The tenant loses by default, then appeals to a Montgomery County Court at Law. After a first setting in front of a visiting judge, the appellate case is reset to the next day. That day, the property manager appears, but neither the tenant nor any counsel for her. The appeal is dismissed because no one was present for the tenant. The tenant said later that she had called the County Court at Law that she would not be able to be present at that latter setting and that someone there said that she would get a notice of the date that the appeal was yet set again to. The tenant got a notice of yet another appearance date, about a month off. On that third setting, the property manager was there, but not McClane nor any lawyer for her. The judge defaulted the appeal in favor of the landlord.

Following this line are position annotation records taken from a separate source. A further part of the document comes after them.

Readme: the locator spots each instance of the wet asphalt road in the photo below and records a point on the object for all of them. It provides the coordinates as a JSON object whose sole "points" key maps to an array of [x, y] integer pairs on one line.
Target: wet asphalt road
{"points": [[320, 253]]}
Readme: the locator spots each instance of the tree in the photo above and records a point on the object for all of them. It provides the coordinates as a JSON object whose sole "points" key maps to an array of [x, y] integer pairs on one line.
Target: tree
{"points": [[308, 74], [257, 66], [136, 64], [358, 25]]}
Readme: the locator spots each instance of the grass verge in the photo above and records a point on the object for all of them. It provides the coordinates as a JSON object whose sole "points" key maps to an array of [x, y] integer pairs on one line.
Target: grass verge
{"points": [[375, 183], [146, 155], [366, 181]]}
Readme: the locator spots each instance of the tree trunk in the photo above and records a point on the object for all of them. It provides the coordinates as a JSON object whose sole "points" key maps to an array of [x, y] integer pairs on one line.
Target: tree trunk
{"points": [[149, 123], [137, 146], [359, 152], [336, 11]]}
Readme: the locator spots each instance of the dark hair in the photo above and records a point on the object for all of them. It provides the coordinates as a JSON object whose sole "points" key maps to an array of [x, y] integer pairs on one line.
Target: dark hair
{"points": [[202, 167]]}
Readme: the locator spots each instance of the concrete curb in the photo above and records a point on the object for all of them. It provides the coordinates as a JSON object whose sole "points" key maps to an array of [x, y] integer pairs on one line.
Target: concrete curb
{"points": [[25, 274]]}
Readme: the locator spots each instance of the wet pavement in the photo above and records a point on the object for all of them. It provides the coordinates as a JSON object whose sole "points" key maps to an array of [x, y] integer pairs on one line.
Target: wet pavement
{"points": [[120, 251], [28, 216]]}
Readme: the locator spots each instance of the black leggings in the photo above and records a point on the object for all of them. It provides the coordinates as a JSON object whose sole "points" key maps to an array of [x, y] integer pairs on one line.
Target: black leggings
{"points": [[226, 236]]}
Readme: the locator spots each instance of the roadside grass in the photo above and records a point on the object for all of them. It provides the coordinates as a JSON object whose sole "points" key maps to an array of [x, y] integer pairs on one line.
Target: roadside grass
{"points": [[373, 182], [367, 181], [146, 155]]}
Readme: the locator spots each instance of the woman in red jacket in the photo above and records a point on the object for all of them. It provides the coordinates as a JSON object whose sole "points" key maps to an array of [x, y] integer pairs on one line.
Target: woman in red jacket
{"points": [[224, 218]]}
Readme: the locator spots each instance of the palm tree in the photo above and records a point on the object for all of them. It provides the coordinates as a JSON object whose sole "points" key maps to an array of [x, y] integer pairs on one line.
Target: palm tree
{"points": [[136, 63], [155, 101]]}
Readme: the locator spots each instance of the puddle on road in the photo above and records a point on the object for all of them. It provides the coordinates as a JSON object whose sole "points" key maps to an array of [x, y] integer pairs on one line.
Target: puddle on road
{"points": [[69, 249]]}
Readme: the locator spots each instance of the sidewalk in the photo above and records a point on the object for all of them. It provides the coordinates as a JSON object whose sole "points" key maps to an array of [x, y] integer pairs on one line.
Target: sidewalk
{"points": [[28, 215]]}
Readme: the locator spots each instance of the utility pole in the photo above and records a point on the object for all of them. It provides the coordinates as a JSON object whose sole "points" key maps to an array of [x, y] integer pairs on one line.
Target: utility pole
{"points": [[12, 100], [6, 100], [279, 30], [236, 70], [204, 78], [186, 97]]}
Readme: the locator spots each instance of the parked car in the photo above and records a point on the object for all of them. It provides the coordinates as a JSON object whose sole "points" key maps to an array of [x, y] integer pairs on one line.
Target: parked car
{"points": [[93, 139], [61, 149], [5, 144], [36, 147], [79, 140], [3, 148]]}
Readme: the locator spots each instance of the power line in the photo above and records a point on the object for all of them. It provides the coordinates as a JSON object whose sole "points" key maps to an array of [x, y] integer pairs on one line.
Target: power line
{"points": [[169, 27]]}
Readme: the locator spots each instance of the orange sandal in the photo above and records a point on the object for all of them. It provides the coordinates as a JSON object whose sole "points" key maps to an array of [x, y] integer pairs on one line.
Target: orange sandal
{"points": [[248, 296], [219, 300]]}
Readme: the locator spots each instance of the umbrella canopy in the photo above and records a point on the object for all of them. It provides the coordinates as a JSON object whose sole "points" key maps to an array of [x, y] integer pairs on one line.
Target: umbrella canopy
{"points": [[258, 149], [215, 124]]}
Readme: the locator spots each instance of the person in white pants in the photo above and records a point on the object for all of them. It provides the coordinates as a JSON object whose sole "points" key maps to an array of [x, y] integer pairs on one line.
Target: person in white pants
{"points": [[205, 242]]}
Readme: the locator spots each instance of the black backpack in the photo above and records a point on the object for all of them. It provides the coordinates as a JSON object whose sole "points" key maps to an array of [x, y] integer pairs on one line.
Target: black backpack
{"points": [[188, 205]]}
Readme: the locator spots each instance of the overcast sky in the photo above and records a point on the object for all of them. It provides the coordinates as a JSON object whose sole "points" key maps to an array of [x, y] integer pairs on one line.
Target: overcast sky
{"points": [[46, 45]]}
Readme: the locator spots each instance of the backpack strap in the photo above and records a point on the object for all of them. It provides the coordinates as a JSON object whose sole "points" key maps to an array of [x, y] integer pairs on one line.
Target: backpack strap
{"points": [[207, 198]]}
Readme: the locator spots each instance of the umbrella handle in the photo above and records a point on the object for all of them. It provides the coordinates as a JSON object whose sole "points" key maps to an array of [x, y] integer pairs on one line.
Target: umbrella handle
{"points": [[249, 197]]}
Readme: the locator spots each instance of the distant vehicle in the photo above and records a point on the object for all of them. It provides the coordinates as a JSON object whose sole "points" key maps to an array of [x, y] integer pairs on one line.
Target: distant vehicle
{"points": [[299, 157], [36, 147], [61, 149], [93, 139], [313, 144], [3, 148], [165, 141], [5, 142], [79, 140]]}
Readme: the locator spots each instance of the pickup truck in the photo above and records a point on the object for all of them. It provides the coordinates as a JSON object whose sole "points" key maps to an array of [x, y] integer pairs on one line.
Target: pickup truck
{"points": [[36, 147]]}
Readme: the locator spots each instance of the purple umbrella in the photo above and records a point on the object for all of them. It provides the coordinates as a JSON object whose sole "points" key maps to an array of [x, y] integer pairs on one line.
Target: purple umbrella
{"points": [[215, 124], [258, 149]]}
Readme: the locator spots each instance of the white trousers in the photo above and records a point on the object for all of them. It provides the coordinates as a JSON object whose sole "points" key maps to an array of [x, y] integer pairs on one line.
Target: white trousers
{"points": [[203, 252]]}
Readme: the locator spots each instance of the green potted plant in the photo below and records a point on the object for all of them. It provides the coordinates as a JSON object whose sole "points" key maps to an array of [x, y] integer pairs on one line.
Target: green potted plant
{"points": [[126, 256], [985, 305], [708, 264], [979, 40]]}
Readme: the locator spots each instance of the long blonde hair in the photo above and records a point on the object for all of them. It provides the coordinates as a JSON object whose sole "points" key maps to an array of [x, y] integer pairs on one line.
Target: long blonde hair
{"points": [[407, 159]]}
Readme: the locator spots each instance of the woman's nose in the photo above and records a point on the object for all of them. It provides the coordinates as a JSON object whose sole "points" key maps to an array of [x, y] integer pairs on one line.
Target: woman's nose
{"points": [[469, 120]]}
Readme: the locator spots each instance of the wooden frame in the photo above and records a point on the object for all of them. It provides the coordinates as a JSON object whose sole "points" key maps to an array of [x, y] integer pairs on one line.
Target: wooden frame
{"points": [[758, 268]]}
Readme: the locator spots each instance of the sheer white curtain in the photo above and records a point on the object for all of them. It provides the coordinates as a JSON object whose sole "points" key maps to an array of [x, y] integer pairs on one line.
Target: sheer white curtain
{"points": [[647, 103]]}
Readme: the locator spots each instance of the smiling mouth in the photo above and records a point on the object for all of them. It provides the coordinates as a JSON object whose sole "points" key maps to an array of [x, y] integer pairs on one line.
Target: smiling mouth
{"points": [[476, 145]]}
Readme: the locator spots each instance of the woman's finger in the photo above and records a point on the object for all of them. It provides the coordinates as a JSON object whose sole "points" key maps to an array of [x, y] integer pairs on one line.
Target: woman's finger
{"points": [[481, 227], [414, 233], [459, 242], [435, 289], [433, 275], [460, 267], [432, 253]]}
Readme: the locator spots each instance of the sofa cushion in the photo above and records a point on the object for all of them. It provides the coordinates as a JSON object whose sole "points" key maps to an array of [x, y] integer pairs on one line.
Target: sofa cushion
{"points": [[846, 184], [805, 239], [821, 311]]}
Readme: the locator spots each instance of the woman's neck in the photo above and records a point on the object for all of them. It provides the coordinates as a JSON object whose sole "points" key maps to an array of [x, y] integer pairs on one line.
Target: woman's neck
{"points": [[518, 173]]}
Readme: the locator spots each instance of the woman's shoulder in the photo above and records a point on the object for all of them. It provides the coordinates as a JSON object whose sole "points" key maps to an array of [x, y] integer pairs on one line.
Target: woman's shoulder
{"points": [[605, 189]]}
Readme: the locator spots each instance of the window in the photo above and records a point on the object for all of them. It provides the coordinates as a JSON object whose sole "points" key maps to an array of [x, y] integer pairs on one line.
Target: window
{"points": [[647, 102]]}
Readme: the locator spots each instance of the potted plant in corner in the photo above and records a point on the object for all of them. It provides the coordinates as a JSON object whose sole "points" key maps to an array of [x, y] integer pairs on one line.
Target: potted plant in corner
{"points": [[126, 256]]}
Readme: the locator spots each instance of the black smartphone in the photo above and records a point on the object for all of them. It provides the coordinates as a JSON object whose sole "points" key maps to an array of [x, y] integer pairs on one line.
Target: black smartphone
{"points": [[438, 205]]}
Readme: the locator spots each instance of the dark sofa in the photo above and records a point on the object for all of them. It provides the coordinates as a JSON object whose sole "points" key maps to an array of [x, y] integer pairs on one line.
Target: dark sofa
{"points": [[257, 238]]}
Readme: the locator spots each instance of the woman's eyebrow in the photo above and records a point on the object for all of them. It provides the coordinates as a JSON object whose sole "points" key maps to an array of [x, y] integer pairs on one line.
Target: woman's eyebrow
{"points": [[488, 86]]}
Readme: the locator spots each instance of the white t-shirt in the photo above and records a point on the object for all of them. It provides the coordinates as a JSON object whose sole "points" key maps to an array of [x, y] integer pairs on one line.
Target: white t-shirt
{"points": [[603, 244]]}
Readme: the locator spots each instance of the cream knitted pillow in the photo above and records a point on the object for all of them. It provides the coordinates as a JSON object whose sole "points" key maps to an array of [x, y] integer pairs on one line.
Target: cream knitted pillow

McClane said that she was late because she couldn't find a parking space in or near Montgomery County's courthouse square and just drove around and around as the time ticked away (The courthouse public parking lots are the Baptist Church parking lot to the north northeast, the county parking garage to the west, and lots one and two blocks to the south. In and next to courthouse square are meticulously policed metered spaces.). With the aid of counsel, she files a motion for new trial, an amended motion, and, apparently, a second one-- the second with exhibits and an affidavit. The county court at law overruled it and made a finding that the visiting judge at the first appellate proceeding did not have an order of appointment for that court, that that judge dismissed the appeal, and that a motion for new trial had been granted between the first and second appellate proceedings because of the lack of a judge's appointment in the first proceeding. As to the second one, the county court at law judge ruled that that the appellant had legitimately defaulted.
McClane appealed to the Court of Appeals at Beaumont. Justice David Gaultney, writing for a panel including Justices Charles Kreger and Hollis Horton, held that the eviction wasn't moot because McClane had put the adequacy of the notice to vacate in issue in her case and the lease had a holdover provision and she had not vacated the apartment. They held that the last county-court-at-law judgment was the final judgment in the case (which affects-- among other things-- court-of-appeals deadlines), because it was the first signed judgment. A first judgment was orally pronounced from the bench, but was never entered in writing. Lastly, they held that none of the exceptions that would allow New Caney Oaks to be represented by a non-lawyer in the county court at law would apply, and, therefore, the case had to be reversed and remanded.
Courts of appeals hate default judgments.
It is also good to find out what my old friend Richard Tomlinson-- a stalwart civil advocate for the poor-- is doing these days; he's apparently a senior counsel for Lone Star Legal Aid in Houston.
McClane v. New Caney Oaks Apartments, ___ S.W.3d ___, No. 09–13–00284 CV (October 31, 2013, Tex. App.--Beaumont,, no pet. h.)